Re: comments on SPARQL Query Language for RDF from Bob MacGregor on 2007-05-29 (public-rdf-dawg-comments@w3.org from May 2007)

From: Bob MacGregor <bmacgregor@siderean.com>
Date: Mon, 28 May 2007 22:23:00 -0700
To: "Richard Newman" <rnewman@franz.com>
Cc: public-rdf-dawg-comments@w3.org, "Eric Prud'hommeaux" <eric@w3.org>
Message-Id: <5E6480B5-5345-447E-B393-4C9491D6F85D@siderean.com>

Hi Richard,

On May 28, 2007, at 1435, Richard Newman wrote:

> Hi Bob,
>
> <snip>
>   Regarding point 2: yes, AllegroGraph allows you to store whatever  
> you like in the graph field of a triple. Other stores might not.  
> I'm not sure that I agree with you about naming -- why not mint  
> URIs, or use UUID URNs? You can cram almost anything into a URI! --  
> but you can certainly use variables in your queries.

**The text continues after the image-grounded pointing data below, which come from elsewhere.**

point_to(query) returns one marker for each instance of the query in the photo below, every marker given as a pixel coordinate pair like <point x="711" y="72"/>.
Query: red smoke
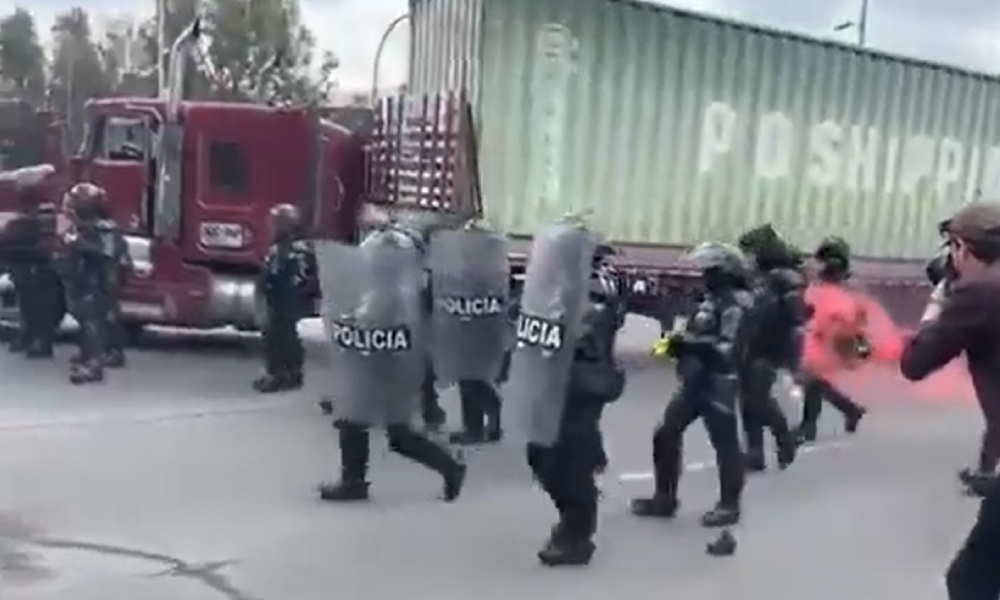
<point x="840" y="315"/>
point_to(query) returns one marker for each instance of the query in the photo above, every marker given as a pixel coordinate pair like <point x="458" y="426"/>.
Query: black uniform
<point x="26" y="245"/>
<point x="85" y="276"/>
<point x="780" y="312"/>
<point x="710" y="352"/>
<point x="433" y="415"/>
<point x="567" y="470"/>
<point x="404" y="440"/>
<point x="480" y="404"/>
<point x="834" y="254"/>
<point x="119" y="263"/>
<point x="288" y="271"/>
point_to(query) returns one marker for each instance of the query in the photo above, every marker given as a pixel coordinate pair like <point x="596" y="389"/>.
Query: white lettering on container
<point x="849" y="156"/>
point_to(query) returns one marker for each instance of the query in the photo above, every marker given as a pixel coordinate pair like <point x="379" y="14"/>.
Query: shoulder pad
<point x="788" y="279"/>
<point x="743" y="298"/>
<point x="28" y="177"/>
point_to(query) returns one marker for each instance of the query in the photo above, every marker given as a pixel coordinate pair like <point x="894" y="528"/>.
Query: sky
<point x="960" y="32"/>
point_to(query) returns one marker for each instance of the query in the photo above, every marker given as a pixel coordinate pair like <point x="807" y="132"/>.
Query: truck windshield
<point x="125" y="139"/>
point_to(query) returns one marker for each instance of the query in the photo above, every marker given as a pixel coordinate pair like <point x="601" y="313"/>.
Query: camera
<point x="941" y="268"/>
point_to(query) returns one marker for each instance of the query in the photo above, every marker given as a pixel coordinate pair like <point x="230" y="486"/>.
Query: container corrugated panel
<point x="445" y="46"/>
<point x="672" y="127"/>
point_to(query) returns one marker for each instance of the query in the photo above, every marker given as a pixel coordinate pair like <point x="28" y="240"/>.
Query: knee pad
<point x="400" y="438"/>
<point x="665" y="439"/>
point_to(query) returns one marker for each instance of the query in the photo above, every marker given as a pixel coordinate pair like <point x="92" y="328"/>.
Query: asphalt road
<point x="173" y="481"/>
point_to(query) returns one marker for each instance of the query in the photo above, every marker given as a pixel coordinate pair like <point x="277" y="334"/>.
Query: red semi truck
<point x="192" y="183"/>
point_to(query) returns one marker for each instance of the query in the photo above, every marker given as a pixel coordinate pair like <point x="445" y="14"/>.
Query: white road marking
<point x="695" y="467"/>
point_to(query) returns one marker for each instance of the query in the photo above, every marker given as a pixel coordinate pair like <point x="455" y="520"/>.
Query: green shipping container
<point x="672" y="127"/>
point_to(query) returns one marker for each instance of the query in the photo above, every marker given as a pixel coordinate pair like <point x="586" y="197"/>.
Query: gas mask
<point x="716" y="279"/>
<point x="941" y="267"/>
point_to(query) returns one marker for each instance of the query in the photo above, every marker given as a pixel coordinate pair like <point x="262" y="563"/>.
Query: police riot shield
<point x="470" y="285"/>
<point x="554" y="301"/>
<point x="372" y="313"/>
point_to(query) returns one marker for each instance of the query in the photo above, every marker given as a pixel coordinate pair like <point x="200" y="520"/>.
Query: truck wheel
<point x="133" y="332"/>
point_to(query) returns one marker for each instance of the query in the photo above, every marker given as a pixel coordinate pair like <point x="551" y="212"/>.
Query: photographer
<point x="962" y="316"/>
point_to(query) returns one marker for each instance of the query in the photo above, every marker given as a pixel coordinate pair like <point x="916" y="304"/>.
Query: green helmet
<point x="758" y="238"/>
<point x="833" y="248"/>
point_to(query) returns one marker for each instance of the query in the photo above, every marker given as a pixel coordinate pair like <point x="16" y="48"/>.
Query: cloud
<point x="961" y="32"/>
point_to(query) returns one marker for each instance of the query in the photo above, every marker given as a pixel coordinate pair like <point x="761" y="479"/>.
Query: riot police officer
<point x="834" y="257"/>
<point x="26" y="245"/>
<point x="285" y="283"/>
<point x="470" y="328"/>
<point x="563" y="373"/>
<point x="379" y="357"/>
<point x="780" y="312"/>
<point x="119" y="264"/>
<point x="85" y="268"/>
<point x="709" y="351"/>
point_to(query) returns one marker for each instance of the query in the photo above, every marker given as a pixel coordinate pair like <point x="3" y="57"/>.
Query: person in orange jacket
<point x="835" y="339"/>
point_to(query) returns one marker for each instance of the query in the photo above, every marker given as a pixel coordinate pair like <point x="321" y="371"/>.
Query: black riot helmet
<point x="85" y="201"/>
<point x="285" y="221"/>
<point x="834" y="256"/>
<point x="722" y="266"/>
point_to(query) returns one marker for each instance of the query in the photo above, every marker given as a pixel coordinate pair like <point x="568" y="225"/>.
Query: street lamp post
<point x="376" y="63"/>
<point x="861" y="24"/>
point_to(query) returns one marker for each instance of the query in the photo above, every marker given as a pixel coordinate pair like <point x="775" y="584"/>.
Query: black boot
<point x="274" y="383"/>
<point x="434" y="417"/>
<point x="805" y="434"/>
<point x="786" y="449"/>
<point x="406" y="442"/>
<point x="114" y="358"/>
<point x="86" y="372"/>
<point x="722" y="515"/>
<point x="294" y="378"/>
<point x="354" y="454"/>
<point x="659" y="506"/>
<point x="39" y="349"/>
<point x="853" y="419"/>
<point x="571" y="544"/>
<point x="754" y="460"/>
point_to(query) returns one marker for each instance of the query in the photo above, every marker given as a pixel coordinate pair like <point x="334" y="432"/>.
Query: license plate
<point x="221" y="235"/>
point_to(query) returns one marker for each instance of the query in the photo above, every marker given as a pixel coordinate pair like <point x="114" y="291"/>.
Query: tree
<point x="179" y="14"/>
<point x="78" y="70"/>
<point x="22" y="59"/>
<point x="254" y="49"/>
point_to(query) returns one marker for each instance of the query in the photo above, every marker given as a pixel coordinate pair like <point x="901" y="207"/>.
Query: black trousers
<point x="759" y="408"/>
<point x="430" y="405"/>
<point x="480" y="404"/>
<point x="37" y="289"/>
<point x="88" y="310"/>
<point x="713" y="400"/>
<point x="283" y="351"/>
<point x="974" y="573"/>
<point x="989" y="453"/>
<point x="814" y="392"/>
<point x="567" y="472"/>
<point x="355" y="450"/>
<point x="114" y="328"/>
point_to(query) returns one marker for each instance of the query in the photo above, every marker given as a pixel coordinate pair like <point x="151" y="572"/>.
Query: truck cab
<point x="192" y="186"/>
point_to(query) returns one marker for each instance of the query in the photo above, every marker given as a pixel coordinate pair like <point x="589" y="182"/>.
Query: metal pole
<point x="863" y="24"/>
<point x="378" y="53"/>
<point x="161" y="42"/>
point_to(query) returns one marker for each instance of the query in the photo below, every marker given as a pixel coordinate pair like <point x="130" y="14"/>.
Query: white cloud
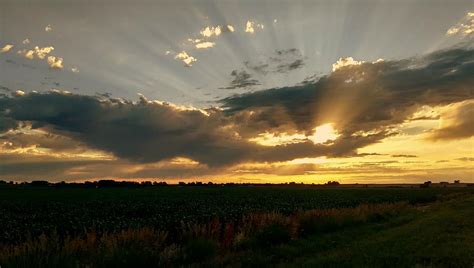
<point x="205" y="45"/>
<point x="464" y="28"/>
<point x="211" y="31"/>
<point x="6" y="48"/>
<point x="186" y="58"/>
<point x="55" y="62"/>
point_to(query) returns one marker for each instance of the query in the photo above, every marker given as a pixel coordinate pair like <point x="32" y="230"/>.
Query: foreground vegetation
<point x="323" y="227"/>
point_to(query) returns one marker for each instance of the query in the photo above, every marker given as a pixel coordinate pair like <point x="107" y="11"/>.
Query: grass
<point x="368" y="231"/>
<point x="441" y="235"/>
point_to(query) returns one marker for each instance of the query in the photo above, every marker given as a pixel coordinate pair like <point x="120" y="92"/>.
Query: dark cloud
<point x="371" y="97"/>
<point x="365" y="103"/>
<point x="150" y="131"/>
<point x="241" y="79"/>
<point x="281" y="61"/>
<point x="458" y="123"/>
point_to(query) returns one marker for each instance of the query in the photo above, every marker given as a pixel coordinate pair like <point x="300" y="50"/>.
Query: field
<point x="235" y="225"/>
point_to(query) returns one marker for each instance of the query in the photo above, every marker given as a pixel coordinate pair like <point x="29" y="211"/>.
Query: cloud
<point x="241" y="79"/>
<point x="205" y="45"/>
<point x="387" y="94"/>
<point x="38" y="52"/>
<point x="186" y="58"/>
<point x="280" y="61"/>
<point x="19" y="93"/>
<point x="457" y="122"/>
<point x="464" y="28"/>
<point x="404" y="155"/>
<point x="211" y="31"/>
<point x="251" y="26"/>
<point x="55" y="62"/>
<point x="466" y="159"/>
<point x="6" y="48"/>
<point x="148" y="131"/>
<point x="344" y="62"/>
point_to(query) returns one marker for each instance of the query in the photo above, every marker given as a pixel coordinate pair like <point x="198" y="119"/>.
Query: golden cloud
<point x="205" y="45"/>
<point x="465" y="27"/>
<point x="6" y="48"/>
<point x="186" y="58"/>
<point x="55" y="62"/>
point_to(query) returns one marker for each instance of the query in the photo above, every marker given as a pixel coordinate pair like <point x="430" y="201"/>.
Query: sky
<point x="237" y="91"/>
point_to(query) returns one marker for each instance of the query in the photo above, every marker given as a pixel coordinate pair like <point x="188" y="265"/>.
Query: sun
<point x="323" y="134"/>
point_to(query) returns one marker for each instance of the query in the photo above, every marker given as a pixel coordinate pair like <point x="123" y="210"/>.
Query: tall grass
<point x="191" y="243"/>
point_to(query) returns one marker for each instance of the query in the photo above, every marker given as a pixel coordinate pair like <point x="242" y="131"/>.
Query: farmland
<point x="176" y="215"/>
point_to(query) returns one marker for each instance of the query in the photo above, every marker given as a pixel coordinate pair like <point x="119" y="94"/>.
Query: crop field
<point x="173" y="222"/>
<point x="33" y="211"/>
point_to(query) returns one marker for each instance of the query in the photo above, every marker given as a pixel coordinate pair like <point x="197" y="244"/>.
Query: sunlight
<point x="323" y="134"/>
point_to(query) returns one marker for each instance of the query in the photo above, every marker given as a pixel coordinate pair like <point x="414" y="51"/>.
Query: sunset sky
<point x="244" y="91"/>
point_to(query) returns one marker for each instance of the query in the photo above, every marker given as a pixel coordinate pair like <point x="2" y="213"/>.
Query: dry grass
<point x="158" y="247"/>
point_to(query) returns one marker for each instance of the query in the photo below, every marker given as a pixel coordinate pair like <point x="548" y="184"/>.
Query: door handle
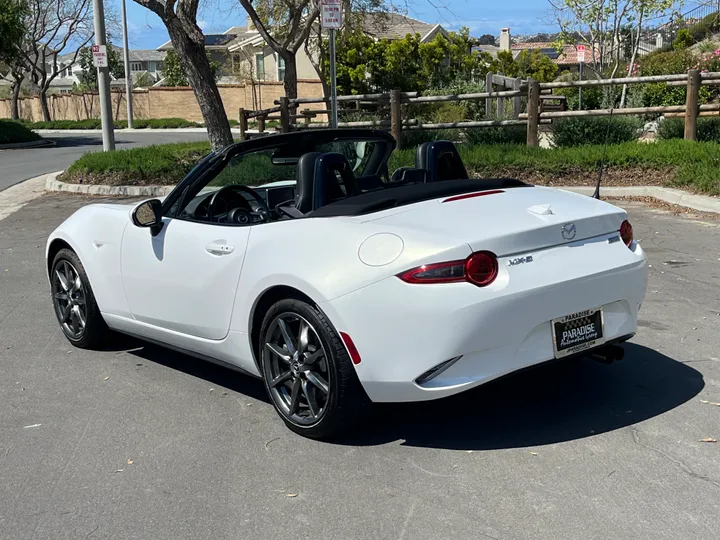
<point x="219" y="249"/>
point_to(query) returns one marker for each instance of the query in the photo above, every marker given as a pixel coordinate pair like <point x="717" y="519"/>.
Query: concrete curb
<point x="53" y="184"/>
<point x="18" y="195"/>
<point x="702" y="203"/>
<point x="31" y="144"/>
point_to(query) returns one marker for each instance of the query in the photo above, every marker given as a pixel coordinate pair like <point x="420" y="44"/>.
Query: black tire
<point x="346" y="403"/>
<point x="95" y="332"/>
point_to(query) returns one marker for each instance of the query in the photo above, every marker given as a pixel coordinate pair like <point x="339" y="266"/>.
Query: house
<point x="244" y="55"/>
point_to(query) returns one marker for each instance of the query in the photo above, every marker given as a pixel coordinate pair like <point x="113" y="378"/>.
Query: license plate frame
<point x="578" y="332"/>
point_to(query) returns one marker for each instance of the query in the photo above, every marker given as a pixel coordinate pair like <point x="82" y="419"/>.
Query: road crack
<point x="677" y="461"/>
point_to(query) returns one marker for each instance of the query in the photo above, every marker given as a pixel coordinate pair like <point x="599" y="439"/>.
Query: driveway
<point x="20" y="164"/>
<point x="141" y="442"/>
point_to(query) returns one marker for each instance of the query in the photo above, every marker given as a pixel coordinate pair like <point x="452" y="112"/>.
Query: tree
<point x="174" y="72"/>
<point x="486" y="39"/>
<point x="188" y="40"/>
<point x="601" y="24"/>
<point x="12" y="30"/>
<point x="285" y="25"/>
<point x="53" y="27"/>
<point x="88" y="76"/>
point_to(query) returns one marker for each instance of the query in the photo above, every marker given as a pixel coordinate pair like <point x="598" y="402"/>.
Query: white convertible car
<point x="341" y="284"/>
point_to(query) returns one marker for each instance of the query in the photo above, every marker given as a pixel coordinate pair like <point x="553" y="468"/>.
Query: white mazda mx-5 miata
<point x="341" y="284"/>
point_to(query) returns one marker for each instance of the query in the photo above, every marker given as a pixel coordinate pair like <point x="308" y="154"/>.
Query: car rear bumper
<point x="401" y="330"/>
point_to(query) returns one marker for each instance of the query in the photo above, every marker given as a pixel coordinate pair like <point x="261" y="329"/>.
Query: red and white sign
<point x="99" y="55"/>
<point x="332" y="14"/>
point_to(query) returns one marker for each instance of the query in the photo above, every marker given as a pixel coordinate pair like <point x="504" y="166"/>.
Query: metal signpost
<point x="99" y="51"/>
<point x="128" y="71"/>
<point x="581" y="60"/>
<point x="332" y="20"/>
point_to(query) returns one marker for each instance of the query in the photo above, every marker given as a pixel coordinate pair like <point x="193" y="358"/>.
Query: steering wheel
<point x="241" y="216"/>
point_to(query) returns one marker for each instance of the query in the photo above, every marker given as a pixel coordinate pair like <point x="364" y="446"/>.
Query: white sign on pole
<point x="332" y="14"/>
<point x="99" y="55"/>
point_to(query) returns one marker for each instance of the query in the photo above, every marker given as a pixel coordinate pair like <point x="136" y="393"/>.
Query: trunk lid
<point x="510" y="222"/>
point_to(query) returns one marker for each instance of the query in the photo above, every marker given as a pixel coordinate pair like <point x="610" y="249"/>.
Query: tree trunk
<point x="197" y="67"/>
<point x="290" y="80"/>
<point x="14" y="103"/>
<point x="44" y="105"/>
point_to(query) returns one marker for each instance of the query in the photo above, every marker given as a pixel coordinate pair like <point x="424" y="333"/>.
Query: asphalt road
<point x="20" y="164"/>
<point x="140" y="442"/>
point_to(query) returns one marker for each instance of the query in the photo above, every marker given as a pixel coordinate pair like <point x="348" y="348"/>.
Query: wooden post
<point x="692" y="107"/>
<point x="488" y="101"/>
<point x="396" y="117"/>
<point x="242" y="119"/>
<point x="517" y="103"/>
<point x="533" y="112"/>
<point x="285" y="114"/>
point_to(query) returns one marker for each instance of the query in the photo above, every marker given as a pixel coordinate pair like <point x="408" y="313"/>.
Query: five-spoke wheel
<point x="74" y="302"/>
<point x="307" y="371"/>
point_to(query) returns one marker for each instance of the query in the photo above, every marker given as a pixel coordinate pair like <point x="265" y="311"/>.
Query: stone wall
<point x="162" y="102"/>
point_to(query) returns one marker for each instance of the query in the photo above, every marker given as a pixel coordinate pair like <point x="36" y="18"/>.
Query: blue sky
<point x="146" y="31"/>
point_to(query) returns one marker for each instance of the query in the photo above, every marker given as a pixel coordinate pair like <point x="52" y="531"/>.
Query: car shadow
<point x="547" y="404"/>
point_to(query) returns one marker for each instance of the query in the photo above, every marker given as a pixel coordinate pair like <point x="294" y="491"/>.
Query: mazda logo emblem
<point x="569" y="231"/>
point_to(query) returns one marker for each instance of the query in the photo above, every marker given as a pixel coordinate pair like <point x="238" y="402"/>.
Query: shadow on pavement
<point x="551" y="403"/>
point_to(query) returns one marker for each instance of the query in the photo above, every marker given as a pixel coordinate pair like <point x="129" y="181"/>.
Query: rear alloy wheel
<point x="307" y="371"/>
<point x="74" y="302"/>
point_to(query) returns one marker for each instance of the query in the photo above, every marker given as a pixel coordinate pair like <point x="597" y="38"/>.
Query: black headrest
<point x="442" y="161"/>
<point x="305" y="188"/>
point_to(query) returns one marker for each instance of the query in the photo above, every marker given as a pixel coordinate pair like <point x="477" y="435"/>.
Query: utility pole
<point x="128" y="71"/>
<point x="103" y="79"/>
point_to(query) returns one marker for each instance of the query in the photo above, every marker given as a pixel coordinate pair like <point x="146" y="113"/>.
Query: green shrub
<point x="708" y="129"/>
<point x="14" y="132"/>
<point x="595" y="130"/>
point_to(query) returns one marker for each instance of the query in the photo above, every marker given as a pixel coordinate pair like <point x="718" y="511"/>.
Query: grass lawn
<point x="691" y="165"/>
<point x="13" y="132"/>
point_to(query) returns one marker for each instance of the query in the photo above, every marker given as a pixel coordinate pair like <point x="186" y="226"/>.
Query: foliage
<point x="708" y="129"/>
<point x="683" y="40"/>
<point x="12" y="29"/>
<point x="580" y="131"/>
<point x="174" y="72"/>
<point x="88" y="76"/>
<point x="365" y="65"/>
<point x="94" y="123"/>
<point x="529" y="63"/>
<point x="14" y="132"/>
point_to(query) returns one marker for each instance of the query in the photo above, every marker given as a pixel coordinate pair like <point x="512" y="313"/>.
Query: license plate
<point x="578" y="332"/>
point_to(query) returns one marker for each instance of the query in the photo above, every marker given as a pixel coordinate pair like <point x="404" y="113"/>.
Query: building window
<point x="281" y="68"/>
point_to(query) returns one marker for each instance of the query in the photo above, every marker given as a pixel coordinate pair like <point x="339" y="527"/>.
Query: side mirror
<point x="148" y="214"/>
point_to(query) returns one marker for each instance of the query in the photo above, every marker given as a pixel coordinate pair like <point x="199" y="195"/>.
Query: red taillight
<point x="480" y="269"/>
<point x="626" y="232"/>
<point x="352" y="350"/>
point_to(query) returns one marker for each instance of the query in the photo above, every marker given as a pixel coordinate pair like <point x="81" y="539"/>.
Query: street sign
<point x="99" y="55"/>
<point x="581" y="53"/>
<point x="332" y="14"/>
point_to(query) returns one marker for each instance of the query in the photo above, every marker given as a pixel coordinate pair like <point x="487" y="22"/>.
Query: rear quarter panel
<point x="319" y="257"/>
<point x="95" y="233"/>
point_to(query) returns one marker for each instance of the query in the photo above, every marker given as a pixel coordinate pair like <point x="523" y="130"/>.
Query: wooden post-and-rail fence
<point x="539" y="109"/>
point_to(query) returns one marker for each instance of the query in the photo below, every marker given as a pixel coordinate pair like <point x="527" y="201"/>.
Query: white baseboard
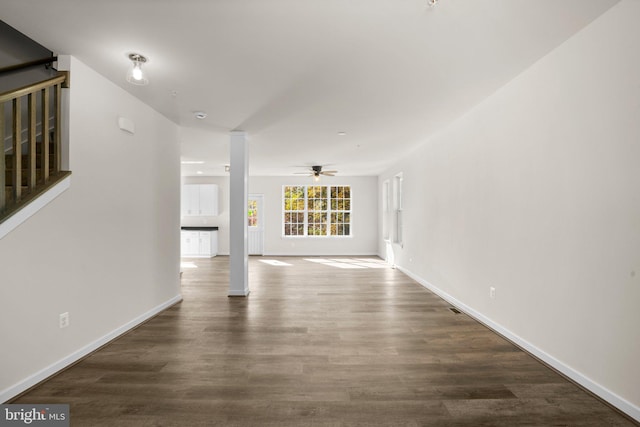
<point x="50" y="370"/>
<point x="299" y="254"/>
<point x="623" y="405"/>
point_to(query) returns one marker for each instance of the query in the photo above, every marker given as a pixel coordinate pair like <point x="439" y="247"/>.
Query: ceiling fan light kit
<point x="316" y="171"/>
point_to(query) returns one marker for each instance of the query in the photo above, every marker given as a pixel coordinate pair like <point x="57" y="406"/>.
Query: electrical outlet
<point x="64" y="320"/>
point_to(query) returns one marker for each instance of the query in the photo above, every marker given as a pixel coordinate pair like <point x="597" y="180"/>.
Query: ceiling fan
<point x="316" y="171"/>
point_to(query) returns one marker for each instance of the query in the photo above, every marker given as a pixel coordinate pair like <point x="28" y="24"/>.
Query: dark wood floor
<point x="315" y="345"/>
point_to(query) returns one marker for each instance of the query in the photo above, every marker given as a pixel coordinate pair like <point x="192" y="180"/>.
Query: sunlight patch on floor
<point x="275" y="262"/>
<point x="187" y="265"/>
<point x="350" y="262"/>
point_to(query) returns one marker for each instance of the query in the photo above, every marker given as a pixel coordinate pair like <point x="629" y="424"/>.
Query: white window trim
<point x="306" y="212"/>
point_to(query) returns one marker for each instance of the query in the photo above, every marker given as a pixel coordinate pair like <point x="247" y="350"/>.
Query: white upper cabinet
<point x="199" y="200"/>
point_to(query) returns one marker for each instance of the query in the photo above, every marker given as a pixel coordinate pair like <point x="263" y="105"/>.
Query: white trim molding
<point x="22" y="386"/>
<point x="623" y="405"/>
<point x="30" y="209"/>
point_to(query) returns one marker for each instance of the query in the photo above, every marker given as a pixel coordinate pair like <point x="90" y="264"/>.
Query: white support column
<point x="238" y="239"/>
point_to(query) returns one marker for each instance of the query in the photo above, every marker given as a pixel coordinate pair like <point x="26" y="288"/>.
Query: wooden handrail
<point x="26" y="90"/>
<point x="29" y="64"/>
<point x="24" y="171"/>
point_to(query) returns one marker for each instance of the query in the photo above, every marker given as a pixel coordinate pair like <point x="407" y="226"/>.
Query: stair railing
<point x="28" y="166"/>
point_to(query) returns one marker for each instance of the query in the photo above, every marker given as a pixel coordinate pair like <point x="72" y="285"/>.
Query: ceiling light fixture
<point x="135" y="75"/>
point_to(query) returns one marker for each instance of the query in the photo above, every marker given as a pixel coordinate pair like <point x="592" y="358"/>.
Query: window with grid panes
<point x="317" y="210"/>
<point x="294" y="210"/>
<point x="341" y="211"/>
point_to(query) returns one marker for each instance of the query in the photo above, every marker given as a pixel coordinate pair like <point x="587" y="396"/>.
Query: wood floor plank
<point x="316" y="344"/>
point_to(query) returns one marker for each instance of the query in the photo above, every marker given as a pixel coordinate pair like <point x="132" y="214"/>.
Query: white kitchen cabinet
<point x="199" y="243"/>
<point x="199" y="200"/>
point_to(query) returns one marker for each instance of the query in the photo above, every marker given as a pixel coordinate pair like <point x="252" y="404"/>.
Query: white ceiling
<point x="294" y="73"/>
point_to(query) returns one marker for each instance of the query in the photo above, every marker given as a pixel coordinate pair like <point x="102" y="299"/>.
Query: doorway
<point x="256" y="224"/>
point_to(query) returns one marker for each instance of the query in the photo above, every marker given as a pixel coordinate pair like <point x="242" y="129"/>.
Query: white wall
<point x="364" y="216"/>
<point x="537" y="193"/>
<point x="106" y="250"/>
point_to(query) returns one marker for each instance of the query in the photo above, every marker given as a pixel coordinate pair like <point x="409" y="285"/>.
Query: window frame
<point x="329" y="212"/>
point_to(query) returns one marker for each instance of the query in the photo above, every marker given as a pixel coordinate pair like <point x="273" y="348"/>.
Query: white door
<point x="256" y="224"/>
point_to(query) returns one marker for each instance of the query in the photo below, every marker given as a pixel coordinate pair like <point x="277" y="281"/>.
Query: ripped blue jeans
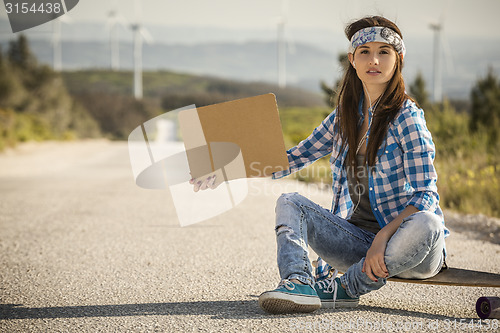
<point x="415" y="251"/>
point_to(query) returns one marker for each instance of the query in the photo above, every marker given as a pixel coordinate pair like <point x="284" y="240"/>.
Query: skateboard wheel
<point x="488" y="307"/>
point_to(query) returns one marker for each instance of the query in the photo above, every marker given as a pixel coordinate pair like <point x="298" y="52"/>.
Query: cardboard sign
<point x="249" y="128"/>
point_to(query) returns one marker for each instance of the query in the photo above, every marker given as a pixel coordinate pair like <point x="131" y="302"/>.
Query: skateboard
<point x="486" y="307"/>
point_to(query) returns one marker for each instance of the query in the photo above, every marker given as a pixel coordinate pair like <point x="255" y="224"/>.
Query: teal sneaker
<point x="290" y="297"/>
<point x="332" y="295"/>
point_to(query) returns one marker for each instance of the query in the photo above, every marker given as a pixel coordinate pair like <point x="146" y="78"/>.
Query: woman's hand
<point x="204" y="183"/>
<point x="374" y="264"/>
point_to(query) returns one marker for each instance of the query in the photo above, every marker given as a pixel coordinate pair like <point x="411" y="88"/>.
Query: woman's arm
<point x="318" y="144"/>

The phrase "mint URIs" raises a red flag, since it is frequently  
contrary to the whole point of a URI.  That is definitely true in  
this case.
Suppose I have two graphs with identical triples, and identical  
provenance attached to their "graph names".  I claim that these
two graphs should be considered equivalent.  If the graphs are  
identified with blank nodes, then that is indeed the case.  Otherwise,
its not.  The presence of a URI overdefines the semantics of the  
provenance.  Does this matter?  Indeed it does.  Our quad store
does union and collapsing operations on provenance to increase  
performance (sometimes by orders of magnitude).  The operations
it performs are not valid if URIs are present.  I would not be  
surprised if AllegroGraph does not yet incorporate these optimizations.
However, once you start to use sufficiently aggressive provenance,  
its likely you will want to do the same.
>
>   Regarding point 3: the dataset issue is the only obstacle.  
> Implementations can do what they like if you don't specify a  
> dataset (so AG lets you choose what happens), but there is no  
> support in the spec for anything like FROM NAMED * -- there was  
> discussion about this recently.

FROM NAMED* is the default behavior for our query language.
>
>   If your implementation is kind to you on the dataset issue (i.e.,  
> you can run a query against all graphs), then something like:
>
> SELECT ?foo WHERE {
>   GRAPH ?g {
>     ?foo ?bar "foo" .
>   }
>   GRAPH <urn:prov> {
>     ?g dc:date ?asserted .
>     FILTER (?asserted > ...)
>   }
> }

This is indeed the kind of provenance we want to express.  Of course,  
the syntax is almost unbearably awkward.  In our
language, it would be something like
    SELECT ?foo
    WHERE  (?foo ?bar "foo" ?cxt) AND (?cxt dc:date ?timeOfAssertion)  
AND ?timeOfAssertion > ...

This kind of construction is not merely simpler; it allows the query  
optimizer full scope for evaluating the normal
and provenance triples in whatever order is most efficient.

I have not seen examples resembling your GRAPH example in any of the  
SPARQL
literature.  If SPARQL is in fact intended to support variables in  
context position, then I think such an
example ought to be included.  Can you point me to such?

> <snip>

Cheers, Bob

Bob MacGregor
Chief Scientist
Siderean Software, Inc.
310.647.5690
bmacgregor@siderean.com

Received on Tuesday, 29 May 2007 05:23:12 UTC